About me

I am a fourth-year computer science Ph.D. candidate in Khoury College at Northeastern University, in affiliation with the Network Science Institute, advised by Professor Tina Eliassi-Rad. My research interests lie at the intersection of graph machine learning, algorithmic fairness, and the societal impact of AI. My research is supported by the NSF GRFP.

I graduated from Princeton University with a concentration in Computer Science and a certificate in Statistics and Machine Learning. There, I was fortunate enough to be advised by Matthew Salganik.

I have worked as a part-time sociotechnical researcher at Taraaz, founded by Roya Pakzad, collaborating on projects on human-rights impact assessments and AI procurement.

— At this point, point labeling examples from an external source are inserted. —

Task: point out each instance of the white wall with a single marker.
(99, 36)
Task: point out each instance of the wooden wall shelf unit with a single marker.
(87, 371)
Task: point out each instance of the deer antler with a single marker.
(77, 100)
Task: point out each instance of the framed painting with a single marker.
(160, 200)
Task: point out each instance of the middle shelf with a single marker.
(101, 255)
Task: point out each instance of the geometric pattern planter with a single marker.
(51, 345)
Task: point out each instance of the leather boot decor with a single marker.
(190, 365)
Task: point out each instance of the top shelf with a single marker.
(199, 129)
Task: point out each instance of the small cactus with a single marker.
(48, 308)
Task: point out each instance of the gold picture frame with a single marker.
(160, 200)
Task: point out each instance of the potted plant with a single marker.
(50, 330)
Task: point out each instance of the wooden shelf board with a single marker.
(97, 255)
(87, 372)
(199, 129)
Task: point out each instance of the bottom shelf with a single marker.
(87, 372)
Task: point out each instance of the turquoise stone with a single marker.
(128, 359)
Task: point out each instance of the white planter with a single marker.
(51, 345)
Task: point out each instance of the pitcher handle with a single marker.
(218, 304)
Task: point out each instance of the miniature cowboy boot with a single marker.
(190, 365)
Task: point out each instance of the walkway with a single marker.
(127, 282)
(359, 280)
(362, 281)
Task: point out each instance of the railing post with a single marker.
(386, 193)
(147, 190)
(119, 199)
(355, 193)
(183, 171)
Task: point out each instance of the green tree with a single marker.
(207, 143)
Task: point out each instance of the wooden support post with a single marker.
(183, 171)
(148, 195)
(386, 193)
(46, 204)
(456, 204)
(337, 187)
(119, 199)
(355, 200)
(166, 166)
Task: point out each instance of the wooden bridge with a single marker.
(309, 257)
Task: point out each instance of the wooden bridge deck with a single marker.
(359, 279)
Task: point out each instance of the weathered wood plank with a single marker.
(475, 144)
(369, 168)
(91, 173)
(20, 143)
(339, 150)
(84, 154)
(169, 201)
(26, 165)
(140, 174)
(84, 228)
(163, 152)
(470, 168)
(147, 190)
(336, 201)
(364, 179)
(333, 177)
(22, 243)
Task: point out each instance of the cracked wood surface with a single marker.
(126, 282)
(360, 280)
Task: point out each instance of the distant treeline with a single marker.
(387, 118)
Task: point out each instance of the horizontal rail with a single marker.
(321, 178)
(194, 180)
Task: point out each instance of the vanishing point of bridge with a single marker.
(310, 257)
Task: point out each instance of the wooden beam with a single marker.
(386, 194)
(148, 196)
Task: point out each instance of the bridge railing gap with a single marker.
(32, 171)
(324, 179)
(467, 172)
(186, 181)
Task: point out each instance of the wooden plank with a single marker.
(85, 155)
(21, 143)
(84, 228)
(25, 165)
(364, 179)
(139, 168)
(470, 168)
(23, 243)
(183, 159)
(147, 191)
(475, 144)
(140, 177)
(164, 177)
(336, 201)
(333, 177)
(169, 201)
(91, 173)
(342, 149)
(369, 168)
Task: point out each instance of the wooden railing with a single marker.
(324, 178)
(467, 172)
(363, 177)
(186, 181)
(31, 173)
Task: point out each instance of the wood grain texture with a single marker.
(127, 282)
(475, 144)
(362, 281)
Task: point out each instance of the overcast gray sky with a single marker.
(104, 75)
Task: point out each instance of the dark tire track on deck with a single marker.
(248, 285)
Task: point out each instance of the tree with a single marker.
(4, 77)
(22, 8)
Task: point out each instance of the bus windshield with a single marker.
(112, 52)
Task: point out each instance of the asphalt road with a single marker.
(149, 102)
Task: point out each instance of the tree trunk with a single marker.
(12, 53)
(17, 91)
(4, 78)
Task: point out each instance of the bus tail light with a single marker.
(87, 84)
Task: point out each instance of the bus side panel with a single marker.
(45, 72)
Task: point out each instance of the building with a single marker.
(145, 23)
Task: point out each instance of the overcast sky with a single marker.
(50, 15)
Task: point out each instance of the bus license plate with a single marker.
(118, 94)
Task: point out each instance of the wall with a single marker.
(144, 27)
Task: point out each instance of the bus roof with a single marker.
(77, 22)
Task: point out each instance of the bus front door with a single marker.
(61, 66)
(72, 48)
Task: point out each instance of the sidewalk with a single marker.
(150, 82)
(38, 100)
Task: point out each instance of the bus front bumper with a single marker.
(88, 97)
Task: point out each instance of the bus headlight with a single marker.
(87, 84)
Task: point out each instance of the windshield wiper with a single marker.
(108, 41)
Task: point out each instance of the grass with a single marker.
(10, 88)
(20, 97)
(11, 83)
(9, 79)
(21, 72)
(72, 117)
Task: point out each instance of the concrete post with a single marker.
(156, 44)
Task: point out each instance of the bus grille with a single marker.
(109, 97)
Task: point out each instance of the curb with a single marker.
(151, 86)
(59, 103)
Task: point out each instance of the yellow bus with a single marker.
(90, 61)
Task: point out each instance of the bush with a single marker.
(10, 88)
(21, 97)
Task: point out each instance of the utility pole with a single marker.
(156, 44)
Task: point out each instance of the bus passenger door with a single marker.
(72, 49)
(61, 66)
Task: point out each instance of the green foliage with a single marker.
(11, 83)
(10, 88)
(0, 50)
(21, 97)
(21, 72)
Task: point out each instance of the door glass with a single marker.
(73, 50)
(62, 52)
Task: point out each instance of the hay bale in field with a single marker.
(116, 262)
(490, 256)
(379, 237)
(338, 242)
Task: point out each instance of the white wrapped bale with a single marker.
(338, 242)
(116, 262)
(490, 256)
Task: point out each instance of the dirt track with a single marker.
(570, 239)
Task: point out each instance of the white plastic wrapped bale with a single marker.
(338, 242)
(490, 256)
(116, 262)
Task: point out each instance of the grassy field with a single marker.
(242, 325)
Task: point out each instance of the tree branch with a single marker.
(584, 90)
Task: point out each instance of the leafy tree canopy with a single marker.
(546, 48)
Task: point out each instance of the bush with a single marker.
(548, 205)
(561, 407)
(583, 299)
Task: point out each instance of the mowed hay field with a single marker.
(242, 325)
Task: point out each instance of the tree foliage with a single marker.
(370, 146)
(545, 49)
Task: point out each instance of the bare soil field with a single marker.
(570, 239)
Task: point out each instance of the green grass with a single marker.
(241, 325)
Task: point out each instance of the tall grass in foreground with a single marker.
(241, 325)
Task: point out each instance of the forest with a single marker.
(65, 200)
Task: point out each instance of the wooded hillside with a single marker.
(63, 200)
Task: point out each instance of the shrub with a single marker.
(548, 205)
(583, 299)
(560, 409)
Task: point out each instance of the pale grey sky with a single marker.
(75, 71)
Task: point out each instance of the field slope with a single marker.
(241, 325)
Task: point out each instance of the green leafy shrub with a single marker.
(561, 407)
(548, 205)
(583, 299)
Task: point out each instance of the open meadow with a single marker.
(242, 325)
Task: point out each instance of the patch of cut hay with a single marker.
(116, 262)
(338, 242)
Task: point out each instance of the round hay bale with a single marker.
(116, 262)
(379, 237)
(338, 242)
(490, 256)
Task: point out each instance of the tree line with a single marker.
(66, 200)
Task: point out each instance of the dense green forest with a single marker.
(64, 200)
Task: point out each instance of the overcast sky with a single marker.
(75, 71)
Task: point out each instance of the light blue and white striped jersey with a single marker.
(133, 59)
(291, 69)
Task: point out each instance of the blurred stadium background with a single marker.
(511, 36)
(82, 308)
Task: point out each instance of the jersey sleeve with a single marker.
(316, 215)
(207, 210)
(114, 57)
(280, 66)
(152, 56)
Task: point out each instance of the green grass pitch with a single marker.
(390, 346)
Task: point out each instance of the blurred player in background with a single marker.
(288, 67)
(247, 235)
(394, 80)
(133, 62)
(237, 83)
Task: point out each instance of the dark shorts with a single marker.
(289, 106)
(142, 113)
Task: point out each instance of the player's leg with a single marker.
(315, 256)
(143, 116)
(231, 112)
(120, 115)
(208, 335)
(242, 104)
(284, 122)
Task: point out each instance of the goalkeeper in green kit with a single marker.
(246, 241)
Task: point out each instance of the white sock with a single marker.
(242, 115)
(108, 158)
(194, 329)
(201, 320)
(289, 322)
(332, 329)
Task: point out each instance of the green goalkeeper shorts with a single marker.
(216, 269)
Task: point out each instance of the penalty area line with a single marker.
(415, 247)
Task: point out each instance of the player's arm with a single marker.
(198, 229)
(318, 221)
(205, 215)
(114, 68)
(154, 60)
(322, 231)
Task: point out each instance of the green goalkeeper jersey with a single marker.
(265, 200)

During Summer 2022, I interned at Meta AI under the supervision of Maximilian Nickel. Previously, I was a software engineer at Bloomberg LP where my work focused on full-stack C++ applications, message queueing, and continuous integration.

News

  • [Feb ‘24] I presented a talk titled “Toward Understanding Mechanisms of Unfairness and Moving Beyond Demographic Attributes” at the MSR New England ML Ideas Seminar. My slides are available here.
  • [Feb ‘24] This summer I will be a PhD Research Scientist Intern on the Graph Science and Statistics Research team at Meta Central Applied Science (CAS) in Menlo Park.
  • [Jan ‘24] This spring I am the Instructor of Record for Introduction to Machine Learning and Data Mining (DS 4400) at Northeastern.
  • [Oct ‘23] New preprint on unfairness in PCA.